L’enseignant et théologien français, envoyé par le Service protestant de mission, avait été assassiné au Cameroun le 8 juillet 2012. Un article publié par l’hebdomadaire Réforme le 13 janvier 2021

Palais de justice de Paris © Benh LIEU SONG, licence creative commons, Wikimedia Commons

L’enseignant et théologien français, envoyé par le Service protestant de mission, avait été assassiné au Cameroun le 8 juillet 2012.

Le tribunal judiciaire de Paris a rendu une ordonnance de non-lieu dans l’affaire portant sur le meurtre d’Éric de Putter, jeune théologien assassiné en juillet 2012 sur le campus de l’Université protestante d’Afrique centrale (Upac), à Yaoundé au Cameroun.

Le juge d’instruction, qui enquêtait sur cette affaire depuis 2012, avait adressé une demande d’entraide pénale aux autorités camerounaises, précisent les avocats Apolline Cagnat et William Bourdon, qui représentent la famille d’Éric de Putter. Mais après de “multiples relances” et malgré l’accord de coopération judiciaire signé entre la France et le Cameroun, cette demande est restée lettre morte.

Dénonciations de corruption

“Ce refus catégorique des autorités camerounaises d’exécuter la demande d’entraide a empêché l’autorité judiciaire française de mener les investigations utiles, et donc d’identifier les responsables de l’assassinat d’Éric de Putter, détaillent les avocats. Personne ne pouvant être poursuivi, le juge d’instruction n’a eu d’autre choix que de rendre une ordonnance de non-lieu.”

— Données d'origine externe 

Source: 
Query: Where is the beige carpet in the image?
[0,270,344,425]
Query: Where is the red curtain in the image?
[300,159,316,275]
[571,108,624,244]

Pour les proches du jeune théologien, envoyé par le Service protestant de mission (Défap), Éric de Putter a été assassiné pour avoir dénoncé à plusieurs reprises le fonctionnement de l’université. “Nous pensons que ce refus de coopérer, en violation donc de l’accord de coopération judiciaire, trouve sa source dans les dénonciations de corruption au sein de l’Upac par Éric de Putter avant son décès, qui d’évidence sont à l’origine de son assassinat, soutiennent les avocats. La diplomatie française a été interpelée à plusieurs reprises. Nous nous interrogeons nécessairement sur le fait qu’un tel refus puisse être ainsi a priori laissé sans suite et donc sur les démarches et actions qui ont pu être celles de la France pour convaincre le Cameroun de coopérer, et tout simplement donc d’exécuter une convention dont il est signataire.”

Ne pas oublier

Au Défap, on confie toujours travailler à “garder vive” la mémoire de ce drame “pour ne pas oublier”. “Le Défap a toujours souhaité se constituer partie civile dans cette affaire, non pour se substituer à la famille, mais pour que la justice française n’abandonne pas le dossier en arguant de trop nombreuses difficultés, confie Basile Zouma, son secrétaire général depuis juillet 2019. Mais la justice française nous l’a refusé.”

Avant sa mort, Éric de Putter avait formulé des critiques virulentes contre l’Upac, et plus spécifiquement contre le climat de corruption qui y régnait. Le Défap collabore toujours avec l’université aujourd’hui, pour des raisons qu’explique son secrétaire général : “C’est une question que nous avons prise très au sérieux, car la corruption est en effet endémique au Cameroun, indique Basile Zouma. Mais si nous avions coupé les ponts, nous aurions abandonné à la vindicte les individus qui luttent de l’intérieur pour la justice et pour une société plus égalitaire. Nous avons décidé de continuer à soutenir leur combat, qui est essentiel.”

Le manque d’éléments nouveaux

Reste que pour la famille et les proches du théologien protestant, cette décision judiciaire tombe comme une nouvelle désillusion. “Ce non-lieu ne met pas un terme à la possibilité d’identifier un jour les responsables de l’assassinat d’Éric de Putter, déclarent toutefois maître Apolline Cagnat et maître William Bourdon. Mais il faudrait que des éléments nouveaux apparaissent pour conduire à la réouverture de l’enquête.”